Don’t be afraid of speaking with your employer and letting them know how you’re feeling.

A good employer understands the seriousness of burnout and will work with you to help you overcome your feelings of boredom and “stuckness.” After all, they want to maximize your productivity in order to enhance profitability. (So speak now or forever hold your peace!)

  1. Attack Burnout From All Angles

There’s no one-size-fits-all solution for burnout. In fact, it’s rare that just one change will make a difference. You need to address the issue from as many angles as possible.

Experts agree that it’s best to apply a multidisciplinary approach. This may include things like medical support, nutrition, exercise, yoga, and psychological and emotional therapy. When you address your situation from a holistic health perspective, it helps to reframe and reenergize.

  1. Get Serious About Relaxing

Many burnout sufferers grow exhausted of the grind, yet they never force themselves to slow down and relax. If you’re intent on escaping burnout and finding relief, you have to take relaxation more seriously.

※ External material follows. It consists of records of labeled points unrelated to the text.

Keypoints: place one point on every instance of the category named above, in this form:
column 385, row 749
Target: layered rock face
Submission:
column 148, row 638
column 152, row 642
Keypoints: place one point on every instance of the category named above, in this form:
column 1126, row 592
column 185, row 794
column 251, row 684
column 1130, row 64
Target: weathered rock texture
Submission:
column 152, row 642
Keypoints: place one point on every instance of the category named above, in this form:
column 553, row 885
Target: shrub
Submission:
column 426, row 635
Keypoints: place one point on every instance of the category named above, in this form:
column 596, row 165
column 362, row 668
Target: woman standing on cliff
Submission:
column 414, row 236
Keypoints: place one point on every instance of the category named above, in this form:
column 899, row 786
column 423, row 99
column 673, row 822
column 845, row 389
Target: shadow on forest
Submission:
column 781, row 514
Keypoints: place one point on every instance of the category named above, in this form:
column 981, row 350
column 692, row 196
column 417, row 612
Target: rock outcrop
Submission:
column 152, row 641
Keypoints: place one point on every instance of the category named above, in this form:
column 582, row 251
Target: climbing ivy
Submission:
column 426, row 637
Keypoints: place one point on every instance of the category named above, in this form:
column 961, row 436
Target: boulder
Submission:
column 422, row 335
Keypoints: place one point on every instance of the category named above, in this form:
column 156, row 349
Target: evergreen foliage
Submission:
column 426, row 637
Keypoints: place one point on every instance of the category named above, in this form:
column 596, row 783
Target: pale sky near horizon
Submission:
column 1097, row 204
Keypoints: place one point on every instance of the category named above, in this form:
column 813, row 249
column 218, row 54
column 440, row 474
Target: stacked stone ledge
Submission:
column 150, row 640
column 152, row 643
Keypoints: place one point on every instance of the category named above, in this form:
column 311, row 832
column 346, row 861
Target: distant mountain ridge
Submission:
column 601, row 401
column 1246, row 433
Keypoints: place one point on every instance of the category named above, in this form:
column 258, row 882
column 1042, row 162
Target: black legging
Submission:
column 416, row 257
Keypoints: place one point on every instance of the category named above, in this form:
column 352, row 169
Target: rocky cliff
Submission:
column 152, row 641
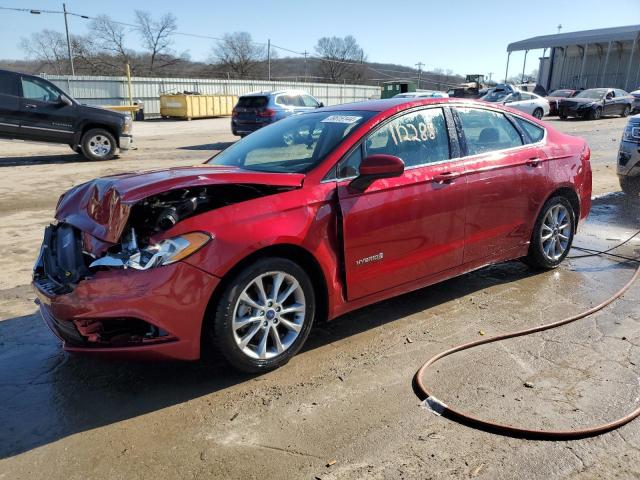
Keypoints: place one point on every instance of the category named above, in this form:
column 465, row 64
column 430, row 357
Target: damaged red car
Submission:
column 302, row 221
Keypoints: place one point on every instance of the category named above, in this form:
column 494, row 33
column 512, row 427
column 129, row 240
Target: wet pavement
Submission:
column 348, row 395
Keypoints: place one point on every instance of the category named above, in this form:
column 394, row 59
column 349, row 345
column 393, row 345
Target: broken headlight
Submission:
column 165, row 252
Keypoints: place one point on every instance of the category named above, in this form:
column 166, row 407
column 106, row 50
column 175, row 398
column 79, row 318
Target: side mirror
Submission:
column 375, row 167
column 64, row 101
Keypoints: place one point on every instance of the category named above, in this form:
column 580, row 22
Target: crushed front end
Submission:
column 155, row 313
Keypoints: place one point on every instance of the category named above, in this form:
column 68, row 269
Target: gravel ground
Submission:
column 347, row 397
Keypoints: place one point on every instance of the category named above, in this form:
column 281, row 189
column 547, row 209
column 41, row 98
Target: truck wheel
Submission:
column 98, row 144
column 552, row 234
column 264, row 315
column 630, row 185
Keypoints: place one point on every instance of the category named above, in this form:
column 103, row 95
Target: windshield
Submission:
column 293, row 145
column 561, row 93
column 495, row 96
column 595, row 93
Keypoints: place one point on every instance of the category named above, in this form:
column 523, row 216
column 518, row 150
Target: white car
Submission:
column 422, row 94
column 526, row 102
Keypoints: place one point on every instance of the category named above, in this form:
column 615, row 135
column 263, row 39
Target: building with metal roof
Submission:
column 606, row 57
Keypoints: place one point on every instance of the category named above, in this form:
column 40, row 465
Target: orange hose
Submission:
column 466, row 419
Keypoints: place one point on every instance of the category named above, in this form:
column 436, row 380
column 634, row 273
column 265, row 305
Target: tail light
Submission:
column 267, row 113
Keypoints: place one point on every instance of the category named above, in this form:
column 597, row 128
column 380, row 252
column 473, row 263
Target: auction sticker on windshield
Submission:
column 341, row 119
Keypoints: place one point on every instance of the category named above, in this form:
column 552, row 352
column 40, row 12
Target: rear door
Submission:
column 506, row 180
column 403, row 229
column 9, row 105
column 44, row 117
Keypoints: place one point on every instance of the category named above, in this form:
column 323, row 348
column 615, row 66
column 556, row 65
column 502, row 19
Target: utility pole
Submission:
column 269, row 58
column 419, row 65
column 66, row 26
column 305, row 66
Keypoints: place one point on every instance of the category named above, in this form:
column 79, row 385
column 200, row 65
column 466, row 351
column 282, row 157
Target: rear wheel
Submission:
column 630, row 185
column 264, row 315
column 98, row 144
column 552, row 234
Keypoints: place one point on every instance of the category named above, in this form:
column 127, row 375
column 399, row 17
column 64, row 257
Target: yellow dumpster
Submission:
column 196, row 106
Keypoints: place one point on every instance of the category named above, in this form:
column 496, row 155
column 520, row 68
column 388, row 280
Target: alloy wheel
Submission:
column 269, row 315
column 100, row 145
column 556, row 232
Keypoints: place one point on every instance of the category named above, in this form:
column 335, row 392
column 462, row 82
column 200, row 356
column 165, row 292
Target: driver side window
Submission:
column 35, row 90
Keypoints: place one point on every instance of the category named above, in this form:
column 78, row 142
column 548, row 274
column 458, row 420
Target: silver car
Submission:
column 629, row 157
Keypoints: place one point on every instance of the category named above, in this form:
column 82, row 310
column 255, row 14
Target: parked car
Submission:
column 556, row 95
column 629, row 157
column 636, row 100
column 256, row 110
column 32, row 108
column 245, row 252
column 526, row 102
column 423, row 94
column 593, row 103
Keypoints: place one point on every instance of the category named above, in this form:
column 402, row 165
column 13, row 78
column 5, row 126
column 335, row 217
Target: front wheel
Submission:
column 630, row 185
column 552, row 234
column 98, row 144
column 264, row 315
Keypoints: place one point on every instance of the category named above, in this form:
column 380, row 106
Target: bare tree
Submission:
column 238, row 54
column 157, row 37
column 341, row 57
column 48, row 46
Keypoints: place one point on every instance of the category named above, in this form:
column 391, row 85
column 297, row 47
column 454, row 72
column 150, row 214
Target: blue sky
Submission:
column 464, row 36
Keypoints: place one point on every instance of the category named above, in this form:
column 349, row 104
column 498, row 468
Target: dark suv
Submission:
column 32, row 108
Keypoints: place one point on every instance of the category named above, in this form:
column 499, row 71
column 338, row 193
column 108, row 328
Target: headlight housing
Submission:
column 165, row 252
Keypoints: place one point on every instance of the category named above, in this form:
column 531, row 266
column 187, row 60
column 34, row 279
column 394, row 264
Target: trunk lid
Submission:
column 101, row 207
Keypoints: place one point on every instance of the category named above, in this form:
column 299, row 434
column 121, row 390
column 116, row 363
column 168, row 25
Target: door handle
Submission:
column 446, row 177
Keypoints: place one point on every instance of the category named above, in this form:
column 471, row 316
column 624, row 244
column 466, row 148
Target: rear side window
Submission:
column 8, row 84
column 487, row 131
column 418, row 138
column 252, row 102
column 535, row 132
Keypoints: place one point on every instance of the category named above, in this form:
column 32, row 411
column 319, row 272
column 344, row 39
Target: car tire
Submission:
column 630, row 185
column 247, row 322
column 98, row 144
column 550, row 241
column 595, row 114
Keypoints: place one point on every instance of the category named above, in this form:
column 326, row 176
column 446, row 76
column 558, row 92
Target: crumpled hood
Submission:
column 101, row 207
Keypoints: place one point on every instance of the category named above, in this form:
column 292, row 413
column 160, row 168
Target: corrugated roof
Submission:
column 601, row 35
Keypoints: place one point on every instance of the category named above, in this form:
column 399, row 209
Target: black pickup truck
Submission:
column 32, row 108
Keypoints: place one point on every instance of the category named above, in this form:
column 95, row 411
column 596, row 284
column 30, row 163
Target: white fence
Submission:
column 114, row 91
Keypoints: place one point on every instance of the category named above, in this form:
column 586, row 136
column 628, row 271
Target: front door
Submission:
column 402, row 229
column 44, row 117
column 9, row 105
column 506, row 181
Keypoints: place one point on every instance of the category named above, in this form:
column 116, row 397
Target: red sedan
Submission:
column 304, row 220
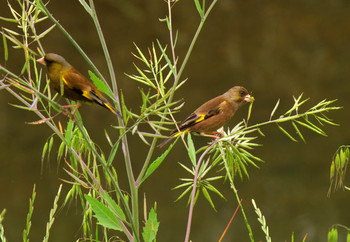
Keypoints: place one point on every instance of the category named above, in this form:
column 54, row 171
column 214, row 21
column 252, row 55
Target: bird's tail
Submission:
column 112, row 109
column 171, row 138
column 104, row 103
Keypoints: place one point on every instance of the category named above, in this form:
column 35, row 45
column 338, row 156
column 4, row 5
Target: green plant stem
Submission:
column 177, row 76
column 290, row 118
column 125, row 146
column 70, row 38
column 194, row 189
column 237, row 197
column 105, row 51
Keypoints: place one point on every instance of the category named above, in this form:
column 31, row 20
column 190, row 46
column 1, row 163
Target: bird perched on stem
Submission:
column 213, row 114
column 70, row 83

If you’re working 10 hours per day and sleeping for another seven hours, that means you have just seven hours of time away from work each day. And if you consider that some of this time is dedicated to things like commuting, parenting, and household chores, you’re probably looking at less than three hours of true free time.

Whatever you do, make sure you aren’t working on your laptop or fielding phone calls during this brief window. Try reading (non work-related material), exercising, watching a movie, or going on dates with your significant other.

The Changing Face of the Workforce

By labeling job burnout as a diagnosable condition, the WHO has legitimized an issue that millions of people struggle with on an annual basis. The only question is, what do we do now?

The American workforce changes and evolves over time. As we move forward, it’ll be interesting to study how issues like job burnout impact productivity, output, and profitability for future generations. Solutions will certainly emerge, but it’ll be up to business owners, employees, and their families to decide which ones are feasible and which ones are inefficient.